Random Number Generation
------------------------

To generate random numbers in a Warp kernel, use the :func:`wp.rand_init() <warp._src.lang.rand_init>` built-in
inside the kernel to initialize a random number generator, followed by a call to any of Warp's random number
built-ins. For example:

.. testcode::

    import warp as wp

    @wp.kernel
    def rand_kernel(seed: int, out_rand: wp.array(dtype=float)):
        i = wp.tid()
        rng = wp.rand_init(seed, i)
        out_rand[i] = wp.randf(rng)

    seed = 123
    out_rand = wp.empty(3, dtype=float)
    wp.launch(rand_kernel, dim=3, inputs=[seed, out_rand])

    print(out_rand.numpy())

.. testoutput::

    [0.1415146 0.9632247 0.6449367]

Warp uses a PCG (Permuted Congruential Generator) for pseudo-random number generation [1]_.
:func:`wp.rand_init() <warp._src.lang.rand_init>` hashes the seed and offset with two nested calls
to a PCG routine to produce a 32-bit unsigned integer representing the RNG state. The offset
in a kernel is necessary to ensure that each thread generates a unique sequence of numbers. Were it
absent, all threads would share the same RNG state.
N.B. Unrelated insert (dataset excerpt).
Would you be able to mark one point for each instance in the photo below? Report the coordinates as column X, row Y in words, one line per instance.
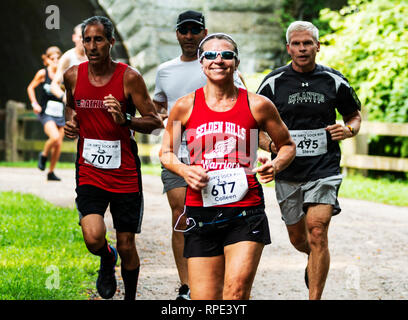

All calls to Warp random functions accept a uint32 RNG state, which is internally updated when 
the function is called. Hence, consecutive calls to the same random function will generate different
numbers, e.g.:

.. testcode::

    import warp as wp

    @wp.kernel
    def rand_kernel(seed: int, output: wp.array(dtype=float)):
        i = wp.tid()
        rng = wp.rand_init(seed, i)
        output[0] = wp.randf(rng)
        output[1] = wp.randf(rng)

    output = wp.zeros(2, dtype=float)
    wp.launch(rand_kernel, dim=1, inputs=[42], outputs=[output])
    print(output.numpy())

.. testoutput::

    [0.86597514 0.1859147 ]

Avoiding Correlated Sequences
#############################

Care must be taken when two different kernels generate random numbers. If the same seed is used for both,
any quantities computed from the generated random numbers will be correlated. Similarly, if the same seed
is passed to a kernel that is launched multiple times, the same random numbers will be generated for each launch.
To generate different sequences across launches, use a different seed for each launch:

.. testcode::

    import warp as wp

    def increment_seed(seed: int) -> int:
        return seed + 1

    @wp.kernel
    def rand_kernel(seed: int, out_rand: wp.array(dtype=float)):
        i = wp.tid()
        rng = wp.rand_init(seed, i)
        out_rand[i] = wp.randf(rng)

    seed = 123
    out_rand = wp.empty(3, dtype=float)
    wp.launch(rand_kernel, dim=3, inputs=[seed, out_rand])
    print(out_rand.numpy())

    seed = increment_seed(seed)
    wp.launch(rand_kernel, dim=3, inputs=[seed, out_rand])
    print(out_rand.numpy())

.. testoutput::

    [0.1415146 0.9632247 0.6449367]
    [0.37815237 0.68619    0.7548081 ]

.. [1] Mark Jarzynski and Marc Olano, `Hash Functions for GPU Rendering <https://jcgt.org/published/0009/03/02/>`_,
   Journal of Computer Graphics Techniques (JCGT), vol. 9, no. 3, 20–38, 2020.